Wcześniej w stosunkach zarząd- pracownicy dochodziło do nieprawidłowości. Był to jeden z powodów, dla których doszło do wielkich problemów w procesie produkcji samolotu B737 MAX.
Teraz audytorzy z FAA powiedzieli, że krótszy okres pozwoli dokładnie sprawdzić, czy Boeing rzeczywiście zastosował się do zaleceń wprowadzenia zmian w zarządzaniu.
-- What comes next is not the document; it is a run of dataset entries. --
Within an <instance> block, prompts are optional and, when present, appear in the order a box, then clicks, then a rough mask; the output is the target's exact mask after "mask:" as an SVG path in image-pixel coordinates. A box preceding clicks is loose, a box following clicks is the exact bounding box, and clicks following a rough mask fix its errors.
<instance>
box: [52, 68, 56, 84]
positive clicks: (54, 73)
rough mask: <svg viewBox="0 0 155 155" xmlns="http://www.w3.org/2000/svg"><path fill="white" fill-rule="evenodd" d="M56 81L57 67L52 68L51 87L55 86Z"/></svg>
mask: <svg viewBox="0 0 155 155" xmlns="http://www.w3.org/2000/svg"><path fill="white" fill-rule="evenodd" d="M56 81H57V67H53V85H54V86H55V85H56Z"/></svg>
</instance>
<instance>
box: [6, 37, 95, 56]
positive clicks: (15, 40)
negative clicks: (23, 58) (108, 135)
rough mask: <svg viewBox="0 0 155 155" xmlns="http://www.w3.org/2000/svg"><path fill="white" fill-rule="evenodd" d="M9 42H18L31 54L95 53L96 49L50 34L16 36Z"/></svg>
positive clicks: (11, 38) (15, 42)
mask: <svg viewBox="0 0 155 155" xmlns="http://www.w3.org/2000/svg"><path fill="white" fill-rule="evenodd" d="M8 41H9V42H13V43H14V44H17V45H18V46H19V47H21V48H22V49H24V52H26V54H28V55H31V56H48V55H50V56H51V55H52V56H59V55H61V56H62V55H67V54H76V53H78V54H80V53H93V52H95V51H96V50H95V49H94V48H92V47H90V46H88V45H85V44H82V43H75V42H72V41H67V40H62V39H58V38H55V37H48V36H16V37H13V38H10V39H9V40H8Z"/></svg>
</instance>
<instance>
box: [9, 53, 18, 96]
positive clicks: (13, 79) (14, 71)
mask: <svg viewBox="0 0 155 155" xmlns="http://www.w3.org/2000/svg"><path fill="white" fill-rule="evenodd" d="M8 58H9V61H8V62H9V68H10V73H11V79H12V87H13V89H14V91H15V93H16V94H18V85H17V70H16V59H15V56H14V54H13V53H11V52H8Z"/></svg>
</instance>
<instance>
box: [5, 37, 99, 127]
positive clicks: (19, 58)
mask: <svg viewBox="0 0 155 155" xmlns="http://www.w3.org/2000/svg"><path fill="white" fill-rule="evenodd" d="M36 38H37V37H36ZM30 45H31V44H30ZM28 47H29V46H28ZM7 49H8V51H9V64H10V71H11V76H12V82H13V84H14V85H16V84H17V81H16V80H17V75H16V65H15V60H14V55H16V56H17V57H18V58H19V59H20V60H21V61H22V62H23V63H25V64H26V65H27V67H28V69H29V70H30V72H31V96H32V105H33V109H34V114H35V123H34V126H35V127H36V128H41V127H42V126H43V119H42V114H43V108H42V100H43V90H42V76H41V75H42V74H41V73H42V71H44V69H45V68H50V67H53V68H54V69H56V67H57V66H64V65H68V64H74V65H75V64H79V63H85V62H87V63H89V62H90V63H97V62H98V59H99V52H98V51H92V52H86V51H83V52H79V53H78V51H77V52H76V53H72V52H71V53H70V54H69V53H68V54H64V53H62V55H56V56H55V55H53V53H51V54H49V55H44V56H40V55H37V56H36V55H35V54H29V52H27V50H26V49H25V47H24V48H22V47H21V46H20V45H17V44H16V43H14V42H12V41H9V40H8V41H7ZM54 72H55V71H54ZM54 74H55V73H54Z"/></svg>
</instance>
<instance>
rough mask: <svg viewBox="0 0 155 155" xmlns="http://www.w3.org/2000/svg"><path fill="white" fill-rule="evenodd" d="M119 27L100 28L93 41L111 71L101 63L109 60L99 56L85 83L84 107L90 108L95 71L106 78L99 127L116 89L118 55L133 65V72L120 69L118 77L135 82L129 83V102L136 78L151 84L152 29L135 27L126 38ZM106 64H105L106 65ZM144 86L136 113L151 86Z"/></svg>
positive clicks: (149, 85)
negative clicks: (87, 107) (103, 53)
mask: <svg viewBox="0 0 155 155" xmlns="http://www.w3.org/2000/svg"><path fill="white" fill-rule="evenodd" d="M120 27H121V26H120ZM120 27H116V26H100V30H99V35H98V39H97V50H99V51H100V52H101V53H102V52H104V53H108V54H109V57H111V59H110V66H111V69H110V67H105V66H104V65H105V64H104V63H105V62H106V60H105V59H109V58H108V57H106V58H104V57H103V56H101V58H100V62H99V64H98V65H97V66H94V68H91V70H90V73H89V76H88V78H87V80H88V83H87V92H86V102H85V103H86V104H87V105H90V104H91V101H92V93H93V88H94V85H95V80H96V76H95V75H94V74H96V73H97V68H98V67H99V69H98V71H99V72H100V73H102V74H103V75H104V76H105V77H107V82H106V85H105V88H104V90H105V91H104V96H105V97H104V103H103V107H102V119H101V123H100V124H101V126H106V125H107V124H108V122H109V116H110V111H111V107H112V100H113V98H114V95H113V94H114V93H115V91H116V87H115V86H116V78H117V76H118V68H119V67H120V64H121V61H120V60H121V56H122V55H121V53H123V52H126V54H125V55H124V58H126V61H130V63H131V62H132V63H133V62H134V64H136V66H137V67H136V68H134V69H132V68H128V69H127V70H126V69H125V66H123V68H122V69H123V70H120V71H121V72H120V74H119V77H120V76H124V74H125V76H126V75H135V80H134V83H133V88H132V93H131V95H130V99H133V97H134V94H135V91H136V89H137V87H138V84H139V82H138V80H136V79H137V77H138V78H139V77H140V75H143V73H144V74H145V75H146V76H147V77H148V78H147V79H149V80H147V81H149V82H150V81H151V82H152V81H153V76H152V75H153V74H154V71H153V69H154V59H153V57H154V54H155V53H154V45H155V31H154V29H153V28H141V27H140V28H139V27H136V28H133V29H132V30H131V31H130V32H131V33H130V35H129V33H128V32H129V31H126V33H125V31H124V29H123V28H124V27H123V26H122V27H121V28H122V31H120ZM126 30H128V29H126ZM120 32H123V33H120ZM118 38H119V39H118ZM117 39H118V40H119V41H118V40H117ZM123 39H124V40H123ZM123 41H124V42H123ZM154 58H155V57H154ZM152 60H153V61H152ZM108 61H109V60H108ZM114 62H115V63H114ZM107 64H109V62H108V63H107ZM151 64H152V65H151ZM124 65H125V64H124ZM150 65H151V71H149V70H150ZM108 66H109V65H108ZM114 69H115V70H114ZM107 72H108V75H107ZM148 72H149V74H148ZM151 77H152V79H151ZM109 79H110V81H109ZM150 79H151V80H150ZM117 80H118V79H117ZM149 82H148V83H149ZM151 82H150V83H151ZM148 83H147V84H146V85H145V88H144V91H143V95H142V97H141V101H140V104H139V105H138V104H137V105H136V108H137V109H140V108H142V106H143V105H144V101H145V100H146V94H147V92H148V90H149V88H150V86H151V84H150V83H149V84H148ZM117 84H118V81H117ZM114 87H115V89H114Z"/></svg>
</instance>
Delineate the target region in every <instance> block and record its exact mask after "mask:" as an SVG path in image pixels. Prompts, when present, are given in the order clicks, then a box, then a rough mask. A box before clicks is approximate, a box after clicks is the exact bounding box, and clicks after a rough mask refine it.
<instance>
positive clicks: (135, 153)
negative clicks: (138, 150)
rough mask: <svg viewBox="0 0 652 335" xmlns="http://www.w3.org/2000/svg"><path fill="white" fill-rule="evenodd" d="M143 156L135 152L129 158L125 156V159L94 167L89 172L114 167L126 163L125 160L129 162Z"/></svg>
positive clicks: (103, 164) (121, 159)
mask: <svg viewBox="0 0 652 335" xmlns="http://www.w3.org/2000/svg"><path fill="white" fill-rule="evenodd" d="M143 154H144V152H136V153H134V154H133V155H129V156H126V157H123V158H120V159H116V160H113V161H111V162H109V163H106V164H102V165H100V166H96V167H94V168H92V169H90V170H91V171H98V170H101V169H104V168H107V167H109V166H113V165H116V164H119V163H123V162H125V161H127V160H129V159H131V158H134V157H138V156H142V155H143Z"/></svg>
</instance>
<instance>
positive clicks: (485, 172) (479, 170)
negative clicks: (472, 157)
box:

Jednocześnie pracownicy otrzymali od FAA dodatkowe uprawnienia pozwalające im ocenić w imieniu agencji, czy pracodawca wprowadza wszystkie uzgodnione w programie zmiany.
Program, który nazywa się Organization Designation Authorization został wprowadzony po dwóch katastrofach B737 MAX należących do indonezyjskich linii Lion Air (30 października 2018) i etiopskiego przewoźnika Ethiopian Airlines (10 marca 2019). Łącznie zginęło w nich 346 pasażerów i członków załogi, a od 12 marca 2019 maszyna została uziemiona na prawie dwa lata.
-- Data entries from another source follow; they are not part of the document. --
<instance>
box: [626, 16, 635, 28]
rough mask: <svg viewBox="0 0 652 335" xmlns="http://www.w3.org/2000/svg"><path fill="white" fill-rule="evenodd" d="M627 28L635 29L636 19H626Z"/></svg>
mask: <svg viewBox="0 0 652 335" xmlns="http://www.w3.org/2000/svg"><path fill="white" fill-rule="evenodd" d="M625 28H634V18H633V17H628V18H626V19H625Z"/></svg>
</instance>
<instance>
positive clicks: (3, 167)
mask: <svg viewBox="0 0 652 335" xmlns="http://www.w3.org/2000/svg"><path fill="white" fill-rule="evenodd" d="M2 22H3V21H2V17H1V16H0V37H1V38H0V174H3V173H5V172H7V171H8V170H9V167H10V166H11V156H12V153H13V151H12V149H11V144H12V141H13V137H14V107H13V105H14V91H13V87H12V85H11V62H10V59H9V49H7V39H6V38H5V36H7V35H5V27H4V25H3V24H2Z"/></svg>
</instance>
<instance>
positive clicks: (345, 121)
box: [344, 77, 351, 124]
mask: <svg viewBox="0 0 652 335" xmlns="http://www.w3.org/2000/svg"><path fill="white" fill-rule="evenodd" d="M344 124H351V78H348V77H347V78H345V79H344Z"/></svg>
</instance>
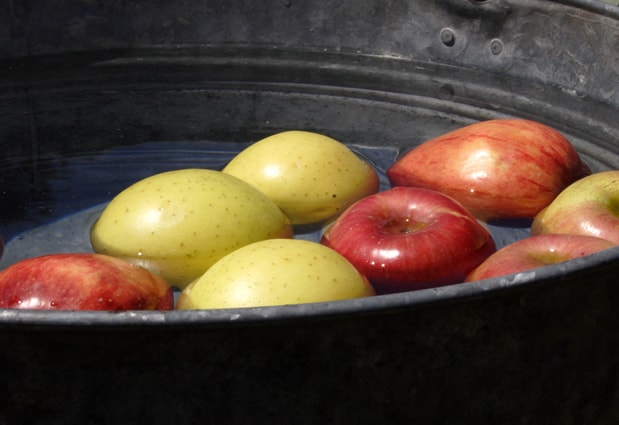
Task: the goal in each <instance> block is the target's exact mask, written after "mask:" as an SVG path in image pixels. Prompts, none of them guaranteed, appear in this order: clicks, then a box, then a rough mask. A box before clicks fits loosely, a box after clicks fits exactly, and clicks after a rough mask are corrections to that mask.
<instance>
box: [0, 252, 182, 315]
mask: <svg viewBox="0 0 619 425" xmlns="http://www.w3.org/2000/svg"><path fill="white" fill-rule="evenodd" d="M173 307H174V299H173V293H172V288H171V287H170V286H169V285H168V284H167V282H166V281H164V280H163V279H162V278H161V277H159V276H157V275H155V274H153V273H151V272H149V271H147V270H144V269H142V268H140V267H137V266H134V265H132V264H130V263H128V262H126V261H123V260H119V259H117V258H114V257H109V256H106V255H100V254H89V253H87V254H51V255H44V256H40V257H33V258H28V259H25V260H22V261H19V262H17V263H15V264H13V265H11V266H9V267H7V268H6V269H4V270H2V271H1V272H0V308H15V309H38V310H155V309H157V310H170V309H172V308H173Z"/></svg>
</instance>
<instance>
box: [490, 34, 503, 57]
mask: <svg viewBox="0 0 619 425" xmlns="http://www.w3.org/2000/svg"><path fill="white" fill-rule="evenodd" d="M490 51H491V52H492V54H493V55H498V54H499V53H501V52H502V51H503V42H502V41H501V40H499V39H498V38H495V39H494V40H492V41H491V42H490Z"/></svg>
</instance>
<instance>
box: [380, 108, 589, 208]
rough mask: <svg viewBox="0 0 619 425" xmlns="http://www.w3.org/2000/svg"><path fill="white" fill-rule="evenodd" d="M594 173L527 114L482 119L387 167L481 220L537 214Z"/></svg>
mask: <svg viewBox="0 0 619 425" xmlns="http://www.w3.org/2000/svg"><path fill="white" fill-rule="evenodd" d="M589 173H590V171H589V168H588V167H587V165H586V164H585V163H584V162H582V161H581V159H580V157H579V156H578V153H577V152H576V151H575V150H574V148H573V146H572V145H571V144H570V142H569V141H568V140H567V139H566V138H565V137H563V135H561V134H560V133H559V132H557V131H555V130H554V129H552V128H550V127H547V126H545V125H543V124H540V123H537V122H534V121H529V120H522V119H499V120H490V121H483V122H479V123H476V124H472V125H469V126H466V127H463V128H460V129H457V130H454V131H452V132H449V133H446V134H444V135H441V136H439V137H436V138H434V139H432V140H429V141H427V142H425V143H422V144H421V145H419V146H418V147H416V148H414V149H413V150H411V151H409V152H408V153H406V154H405V155H404V156H402V157H401V158H400V159H399V160H398V161H396V162H395V163H394V164H393V165H392V166H391V167H390V168H389V169H388V170H387V176H388V178H389V181H390V182H391V185H392V186H416V187H425V188H428V189H433V190H436V191H439V192H442V193H445V194H447V195H449V196H451V197H453V198H454V199H456V200H458V201H459V202H460V203H462V204H463V205H464V206H465V207H466V208H467V209H468V210H469V211H471V212H472V213H473V215H474V216H476V217H477V218H479V219H482V220H488V219H501V218H533V217H534V216H535V214H537V213H538V212H539V211H540V210H541V209H542V208H544V207H545V206H546V205H548V204H549V203H550V202H551V201H552V200H553V199H554V197H555V196H557V195H558V194H559V192H560V191H561V190H563V189H564V188H565V187H566V186H567V185H569V184H570V183H572V182H573V181H575V180H577V179H579V178H581V177H583V176H585V175H587V174H589Z"/></svg>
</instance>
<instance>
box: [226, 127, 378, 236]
mask: <svg viewBox="0 0 619 425" xmlns="http://www.w3.org/2000/svg"><path fill="white" fill-rule="evenodd" d="M223 171H224V172H225V173H228V174H232V175H234V176H236V177H239V178H240V179H242V180H245V181H246V182H248V183H250V184H252V185H253V186H255V187H257V188H258V189H259V190H260V191H261V192H263V193H265V194H266V195H267V196H268V197H269V198H271V199H273V201H274V202H275V203H276V204H277V205H278V206H279V207H280V208H281V210H282V211H283V212H284V213H285V214H286V215H287V216H288V218H289V219H290V221H291V222H292V224H294V225H311V224H315V223H322V222H324V221H325V220H329V219H331V218H333V217H335V216H337V215H338V214H340V213H341V212H342V211H344V209H346V207H348V206H349V205H351V204H352V203H353V202H355V201H357V200H359V199H361V198H363V197H364V196H367V195H370V194H372V193H376V192H377V191H378V188H379V180H378V174H377V173H376V171H375V170H374V168H373V167H372V165H370V164H369V163H368V162H366V161H364V160H362V159H361V158H360V157H358V156H357V155H356V154H355V153H354V152H353V151H352V150H350V149H349V148H348V146H346V145H344V144H343V143H341V142H339V141H337V140H335V139H332V138H330V137H327V136H325V135H322V134H318V133H313V132H309V131H284V132H281V133H277V134H274V135H272V136H269V137H267V138H265V139H262V140H259V141H258V142H256V143H254V144H252V145H250V146H249V147H247V148H246V149H244V150H243V151H241V152H240V153H239V154H238V155H236V156H235V157H234V158H233V159H232V161H230V163H229V164H228V165H226V167H225V168H224V169H223Z"/></svg>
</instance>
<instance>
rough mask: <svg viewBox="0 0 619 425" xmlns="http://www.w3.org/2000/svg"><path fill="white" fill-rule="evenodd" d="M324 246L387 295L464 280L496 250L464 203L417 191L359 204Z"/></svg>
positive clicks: (372, 284)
FAA wszczęła wówczas śledztwo i okazało się, że w procesie produkcyjnym pracownicy raportowali o nieprawidłowościach dotyczących B737 MAX i mieli wiele wątpliwości, ale ich uwagi chowane były do szuflady. W 2020 po globalnej krytyce praktyk stosowanych w Boeingu (pracę stracił prezes koncernu) na mocy prawa wprowadzono w Boeingu zmiany, między innymi dotyczące zmian w systemie bezpieczeństwa produkcji oraz w przepływie informacji właśnie w ramach programu Organization Designation Authorization.